De acordo com a TIM, a ansiedade vital é um testemunho solene de que pensar não é apenas uma opção do Homo sapiens, mas inevitável. Se o Eu não construir cadeias de pensamentos numa direção lógica e coerente, fenômenos inconscientes as produzirão. A ansiedade vital estimula uma dança de fenômenos nos bastidores da nossa mente, mesmo quando dormimos. Os sonhos representam um reflexo dessa fascinante movimentação construtiva.
 
Gatilho ou fenômeno da autochecagem
O gatilho da memória é o primeiro fenômeno que se apresenta na dança dos fenômenos inconscientes que constroem pensamentos.
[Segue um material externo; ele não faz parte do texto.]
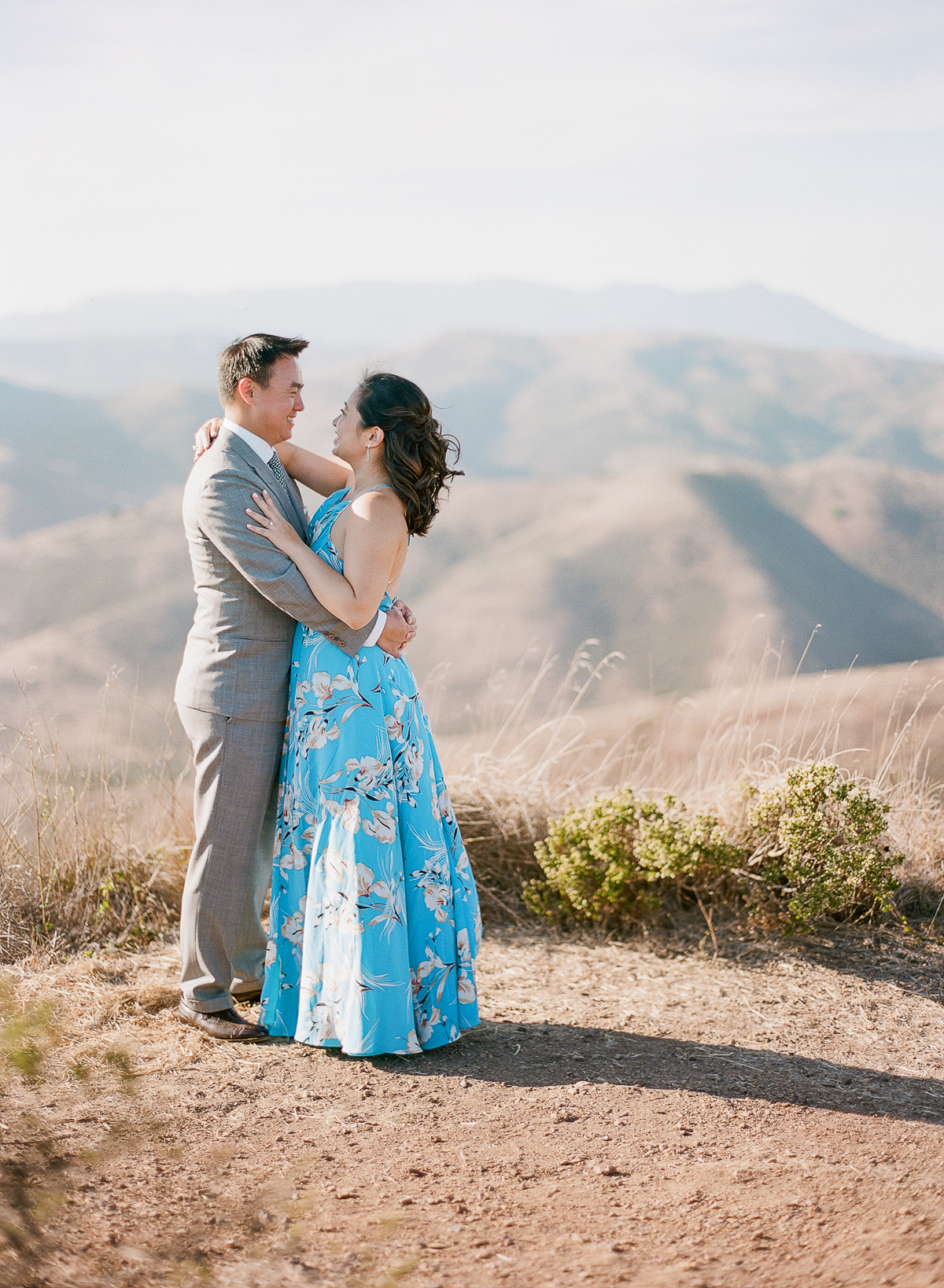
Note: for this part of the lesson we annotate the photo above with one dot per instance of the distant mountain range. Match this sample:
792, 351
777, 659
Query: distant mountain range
665, 565
109, 344
653, 491
522, 406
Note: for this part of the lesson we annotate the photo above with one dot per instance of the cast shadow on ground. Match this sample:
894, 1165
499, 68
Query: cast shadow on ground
558, 1055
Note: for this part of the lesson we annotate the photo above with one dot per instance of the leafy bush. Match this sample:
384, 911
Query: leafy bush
610, 862
814, 849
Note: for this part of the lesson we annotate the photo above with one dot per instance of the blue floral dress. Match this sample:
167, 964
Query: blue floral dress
375, 920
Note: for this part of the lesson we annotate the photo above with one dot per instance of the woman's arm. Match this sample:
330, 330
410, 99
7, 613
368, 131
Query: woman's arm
321, 473
375, 536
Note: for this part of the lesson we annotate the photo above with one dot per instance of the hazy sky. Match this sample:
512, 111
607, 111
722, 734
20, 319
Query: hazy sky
156, 145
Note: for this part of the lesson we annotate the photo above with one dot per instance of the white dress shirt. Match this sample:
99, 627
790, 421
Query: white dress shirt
266, 451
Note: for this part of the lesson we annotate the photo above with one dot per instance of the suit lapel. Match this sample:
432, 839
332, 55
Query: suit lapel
293, 509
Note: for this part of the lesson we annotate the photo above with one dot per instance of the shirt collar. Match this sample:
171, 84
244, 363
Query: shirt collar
266, 451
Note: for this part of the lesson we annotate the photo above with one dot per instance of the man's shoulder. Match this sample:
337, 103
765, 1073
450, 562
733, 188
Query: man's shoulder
216, 464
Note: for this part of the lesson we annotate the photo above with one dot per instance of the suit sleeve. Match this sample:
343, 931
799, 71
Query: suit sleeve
222, 516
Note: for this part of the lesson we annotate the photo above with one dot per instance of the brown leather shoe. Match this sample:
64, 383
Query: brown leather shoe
223, 1025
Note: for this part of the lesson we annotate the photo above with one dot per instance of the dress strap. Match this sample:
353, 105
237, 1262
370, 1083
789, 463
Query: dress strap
366, 492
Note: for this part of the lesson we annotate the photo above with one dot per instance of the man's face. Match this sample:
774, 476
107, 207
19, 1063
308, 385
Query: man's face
275, 406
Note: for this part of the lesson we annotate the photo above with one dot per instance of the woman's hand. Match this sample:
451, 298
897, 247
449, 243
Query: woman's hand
202, 440
272, 524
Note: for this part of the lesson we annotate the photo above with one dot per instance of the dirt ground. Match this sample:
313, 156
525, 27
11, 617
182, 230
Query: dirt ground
773, 1116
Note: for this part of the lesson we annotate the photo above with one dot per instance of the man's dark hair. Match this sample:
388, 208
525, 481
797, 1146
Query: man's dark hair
253, 357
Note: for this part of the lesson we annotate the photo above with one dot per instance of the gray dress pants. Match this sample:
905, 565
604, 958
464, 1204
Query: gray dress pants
222, 937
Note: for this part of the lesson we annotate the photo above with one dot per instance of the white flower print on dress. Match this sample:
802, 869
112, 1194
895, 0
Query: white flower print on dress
294, 926
380, 956
366, 771
383, 826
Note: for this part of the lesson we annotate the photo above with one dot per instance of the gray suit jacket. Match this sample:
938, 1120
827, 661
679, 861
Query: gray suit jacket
249, 594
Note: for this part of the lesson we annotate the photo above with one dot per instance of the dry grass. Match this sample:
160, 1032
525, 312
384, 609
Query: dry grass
88, 856
885, 728
97, 856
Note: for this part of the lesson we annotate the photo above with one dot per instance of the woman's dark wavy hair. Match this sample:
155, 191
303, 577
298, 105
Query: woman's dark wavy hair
415, 448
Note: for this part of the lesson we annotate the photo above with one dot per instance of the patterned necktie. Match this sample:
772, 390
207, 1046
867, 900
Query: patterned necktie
276, 466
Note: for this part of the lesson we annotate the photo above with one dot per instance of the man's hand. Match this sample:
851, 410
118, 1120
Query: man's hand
408, 617
394, 634
205, 436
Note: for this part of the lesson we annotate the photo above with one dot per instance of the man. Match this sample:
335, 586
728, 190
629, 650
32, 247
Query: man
232, 692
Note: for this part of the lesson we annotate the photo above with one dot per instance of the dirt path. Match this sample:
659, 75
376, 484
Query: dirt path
620, 1117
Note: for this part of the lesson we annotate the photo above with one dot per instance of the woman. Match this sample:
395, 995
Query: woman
375, 921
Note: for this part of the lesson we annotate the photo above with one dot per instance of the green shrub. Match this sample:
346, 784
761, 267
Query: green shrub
814, 848
610, 863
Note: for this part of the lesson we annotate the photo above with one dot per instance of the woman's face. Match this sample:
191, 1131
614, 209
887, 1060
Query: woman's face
351, 440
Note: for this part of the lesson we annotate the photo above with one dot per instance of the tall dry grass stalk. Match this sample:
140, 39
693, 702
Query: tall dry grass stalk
750, 728
89, 854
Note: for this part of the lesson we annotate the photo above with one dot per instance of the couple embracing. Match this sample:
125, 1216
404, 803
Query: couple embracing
315, 773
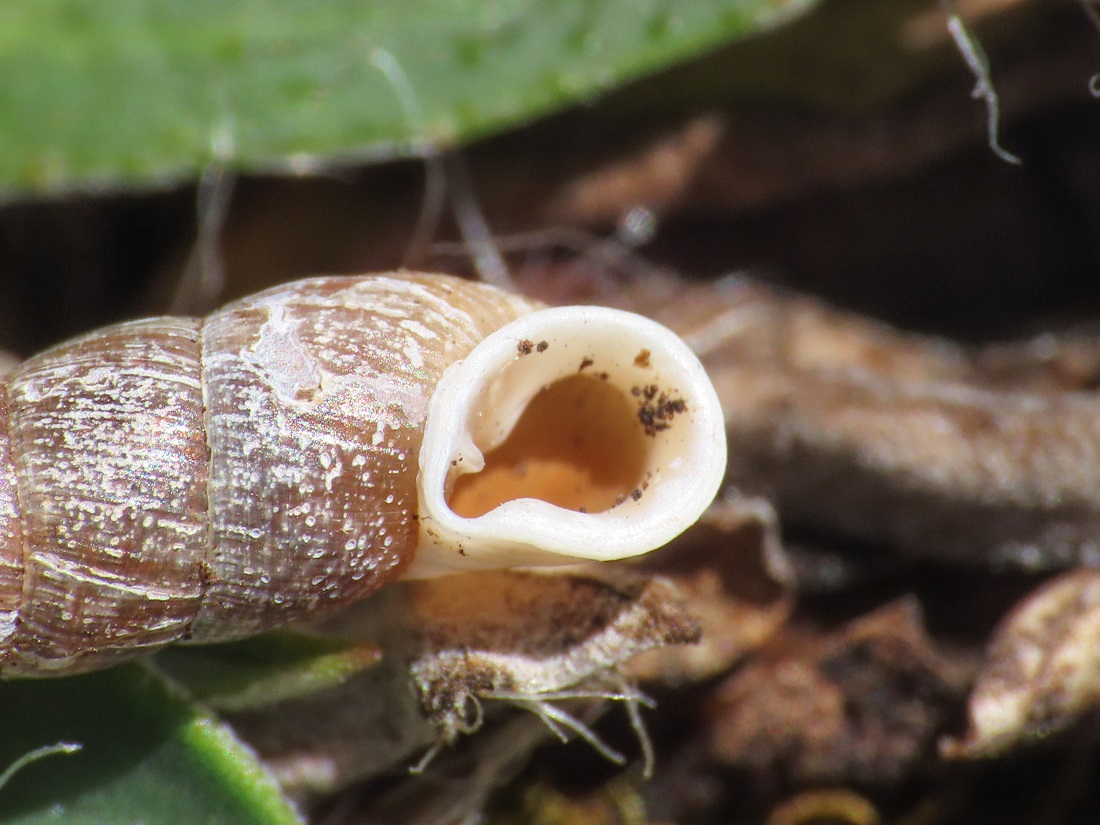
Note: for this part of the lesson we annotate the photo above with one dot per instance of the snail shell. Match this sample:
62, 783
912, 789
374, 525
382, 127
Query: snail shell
179, 480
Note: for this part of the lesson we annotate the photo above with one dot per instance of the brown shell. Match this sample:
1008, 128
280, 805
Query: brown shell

Ele é acionado quando entramos em contato com cada estímulo extrapsíquico (luz, sons, estímulos táteis, gustativos, olfativos) ou intrapsíquico (imagens mentais, pensamentos, fantasias, desejos, emoções) e inclusivecom determinados estímulos orgânicos (substâncias metabólicas, déficit de neurotransmissores, drogas psicoativas).
 
O gatilho atua em milésimos de segundo, sem que nosso Eu tenha consciência da sua operacionalidade. É ele quem abre as janelas da memória, ativando a interpretação imediata e a consciência instantânea. O leitor sabe nesse exato momento quem é, onde está, o que está fazendo, sua posição espaçotemporal, não por causa da ação consciente e programada do seu Eu, mas porque o gatilho da memória está ancorado em centenas de janelas que sustentam essa percepção instantânea. Você nunca ficou admirado com esse processo?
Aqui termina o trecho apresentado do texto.